Data vendor tear sheets and why they matter

In our last post, we explored how the meaning and importance of data dictionaries have changed over time. 20 years ago, a data dictionary referred to a list of field names and types spit out by a database. Now, a data dictionary serves as a sort of spec sheet for a dataset: it must be both accurate and attractive, putting the dataset in its best light so potential buyers understand what the data means and also why it’s valuable.

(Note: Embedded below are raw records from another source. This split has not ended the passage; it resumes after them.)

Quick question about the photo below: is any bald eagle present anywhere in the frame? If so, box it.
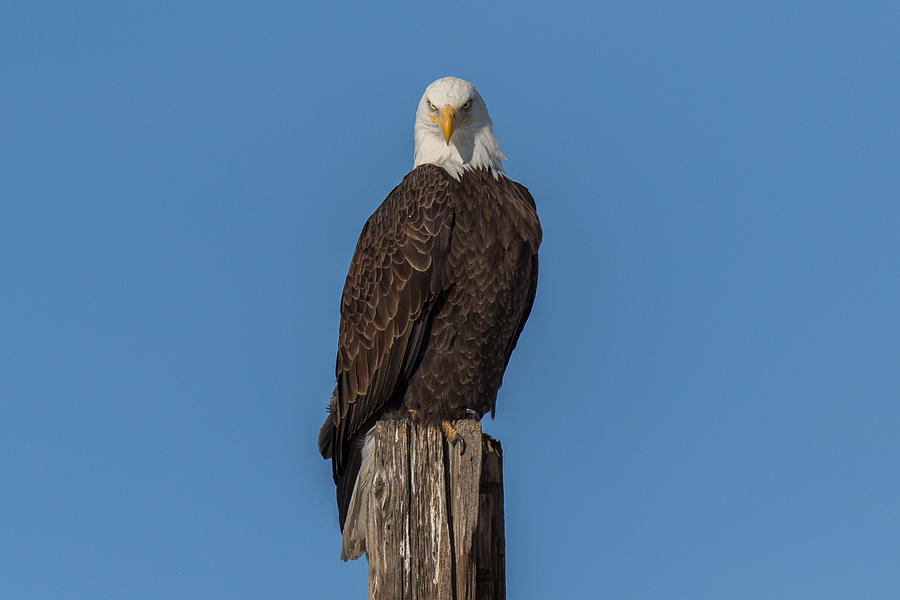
[318,77,541,559]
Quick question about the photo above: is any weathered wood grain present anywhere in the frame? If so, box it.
[366,419,506,600]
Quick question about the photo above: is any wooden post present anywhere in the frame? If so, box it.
[366,419,506,600]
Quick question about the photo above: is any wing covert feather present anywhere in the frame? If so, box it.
[332,165,453,477]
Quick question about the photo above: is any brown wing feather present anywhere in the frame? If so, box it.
[319,165,453,481]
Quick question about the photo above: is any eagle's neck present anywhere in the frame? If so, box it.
[414,124,506,179]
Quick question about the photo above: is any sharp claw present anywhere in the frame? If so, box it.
[441,421,466,455]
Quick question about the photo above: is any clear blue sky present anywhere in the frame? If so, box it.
[0,1,900,600]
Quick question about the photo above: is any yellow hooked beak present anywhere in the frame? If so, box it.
[439,104,456,146]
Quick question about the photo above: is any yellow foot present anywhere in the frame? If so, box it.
[441,421,466,454]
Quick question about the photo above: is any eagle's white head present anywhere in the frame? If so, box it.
[414,77,506,179]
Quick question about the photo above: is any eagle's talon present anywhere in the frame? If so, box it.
[441,421,466,456]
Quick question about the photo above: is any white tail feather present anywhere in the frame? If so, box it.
[341,428,375,560]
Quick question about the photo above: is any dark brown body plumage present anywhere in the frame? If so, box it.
[319,165,541,528]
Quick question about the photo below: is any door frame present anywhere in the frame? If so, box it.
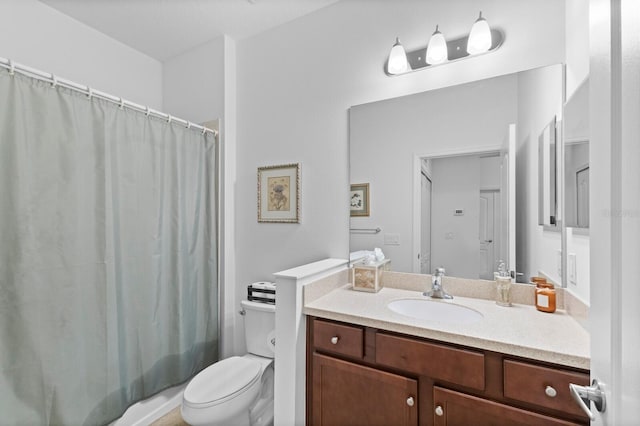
[589,0,640,426]
[411,145,503,274]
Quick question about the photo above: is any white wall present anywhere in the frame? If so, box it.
[350,74,517,276]
[564,0,589,99]
[0,0,162,109]
[236,0,564,349]
[565,0,591,304]
[162,37,225,123]
[431,155,480,278]
[516,65,563,283]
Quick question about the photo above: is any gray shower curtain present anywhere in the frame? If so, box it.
[0,70,218,425]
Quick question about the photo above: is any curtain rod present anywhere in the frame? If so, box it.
[0,57,218,136]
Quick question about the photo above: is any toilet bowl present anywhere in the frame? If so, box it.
[181,301,275,426]
[181,354,273,426]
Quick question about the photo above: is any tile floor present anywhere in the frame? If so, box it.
[150,406,189,426]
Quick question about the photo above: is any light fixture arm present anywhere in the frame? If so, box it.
[383,28,504,77]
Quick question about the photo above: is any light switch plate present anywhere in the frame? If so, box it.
[384,234,400,246]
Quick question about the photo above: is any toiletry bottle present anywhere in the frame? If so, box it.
[495,261,511,306]
[536,281,556,313]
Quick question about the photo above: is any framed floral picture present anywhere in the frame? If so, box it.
[258,164,300,223]
[351,183,369,216]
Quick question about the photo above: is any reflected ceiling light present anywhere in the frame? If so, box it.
[384,12,504,76]
[387,37,409,75]
[426,25,449,65]
[467,12,491,55]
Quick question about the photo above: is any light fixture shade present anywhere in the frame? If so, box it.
[426,25,449,65]
[387,37,409,74]
[467,12,491,55]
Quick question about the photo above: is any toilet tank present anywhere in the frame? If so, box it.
[240,300,276,358]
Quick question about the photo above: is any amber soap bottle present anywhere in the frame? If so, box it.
[531,277,556,313]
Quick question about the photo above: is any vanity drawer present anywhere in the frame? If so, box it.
[376,333,485,390]
[503,360,589,418]
[313,319,364,359]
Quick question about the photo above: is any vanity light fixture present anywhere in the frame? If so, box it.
[467,12,491,55]
[387,37,409,75]
[426,25,449,65]
[384,12,504,76]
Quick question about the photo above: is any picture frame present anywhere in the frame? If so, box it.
[258,163,300,223]
[349,183,370,217]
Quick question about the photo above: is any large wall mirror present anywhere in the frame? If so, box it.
[349,64,564,284]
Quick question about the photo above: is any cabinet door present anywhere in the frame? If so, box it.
[433,386,578,426]
[311,353,418,426]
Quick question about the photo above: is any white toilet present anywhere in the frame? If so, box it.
[181,300,276,426]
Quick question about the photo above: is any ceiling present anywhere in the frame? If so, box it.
[40,0,338,61]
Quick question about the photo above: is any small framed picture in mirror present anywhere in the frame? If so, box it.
[350,183,369,217]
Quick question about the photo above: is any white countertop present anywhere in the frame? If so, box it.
[303,284,590,370]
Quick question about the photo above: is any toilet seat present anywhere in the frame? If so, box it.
[183,356,262,408]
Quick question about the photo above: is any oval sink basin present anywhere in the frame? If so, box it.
[387,299,484,324]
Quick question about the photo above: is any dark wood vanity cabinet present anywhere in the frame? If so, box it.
[307,317,589,426]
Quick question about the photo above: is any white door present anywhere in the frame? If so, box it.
[576,166,589,228]
[478,191,500,280]
[589,0,640,426]
[498,124,516,278]
[420,172,431,274]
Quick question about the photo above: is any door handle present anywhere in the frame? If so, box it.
[569,379,607,421]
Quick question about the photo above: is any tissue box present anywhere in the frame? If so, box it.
[351,259,391,293]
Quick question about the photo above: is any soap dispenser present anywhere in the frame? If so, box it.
[494,260,511,306]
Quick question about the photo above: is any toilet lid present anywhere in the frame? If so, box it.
[183,356,260,404]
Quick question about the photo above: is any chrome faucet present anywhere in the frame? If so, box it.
[422,268,453,299]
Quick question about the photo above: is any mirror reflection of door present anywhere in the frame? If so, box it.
[420,170,432,274]
[419,151,507,280]
[576,166,589,228]
[478,190,500,280]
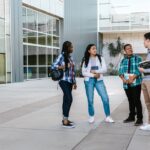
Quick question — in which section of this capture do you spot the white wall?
[22,0,64,18]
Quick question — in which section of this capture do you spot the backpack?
[79,54,102,77]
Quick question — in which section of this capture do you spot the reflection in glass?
[28,46,37,65]
[28,31,37,44]
[53,36,59,47]
[47,16,53,34]
[53,19,59,36]
[47,35,52,46]
[39,67,47,78]
[27,9,37,30]
[28,67,37,79]
[38,47,46,65]
[38,13,46,32]
[23,45,28,65]
[47,48,52,65]
[38,33,46,45]
[53,49,59,61]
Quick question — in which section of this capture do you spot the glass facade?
[22,7,60,80]
[0,0,11,83]
[99,0,150,32]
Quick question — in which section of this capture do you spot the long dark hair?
[61,41,72,71]
[81,44,101,67]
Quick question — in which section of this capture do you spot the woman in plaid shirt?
[119,44,143,126]
[51,41,77,128]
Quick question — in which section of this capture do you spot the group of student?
[52,32,150,130]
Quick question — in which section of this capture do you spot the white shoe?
[88,116,94,123]
[140,124,150,131]
[105,116,115,123]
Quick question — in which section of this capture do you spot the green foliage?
[108,37,123,57]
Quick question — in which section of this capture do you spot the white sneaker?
[105,116,115,123]
[88,116,94,123]
[140,124,150,131]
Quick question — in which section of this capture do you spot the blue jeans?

Let’s move one level up to the so-called vendor tear sheet. A tear sheet is a one page summary document describing a data vendor and the dataset offering. It too must serve several functions – to describe the vendor at a high level, such as legal company name and contact information, but also to describe the data product as a whole – what type of data it is, if it’s a time series dataset or not, how often the data is updated, how the data is delivered, what are the legal and contractual requirements when buying the dataset, does it contain any PII, etc. etc. At Syndetic we’ve read hundreds of vendor tear sheets, spoken with dozens of data buyers, and come to the conclusion that just as with data dictionaries, it’s time for tear sheets to be reformed.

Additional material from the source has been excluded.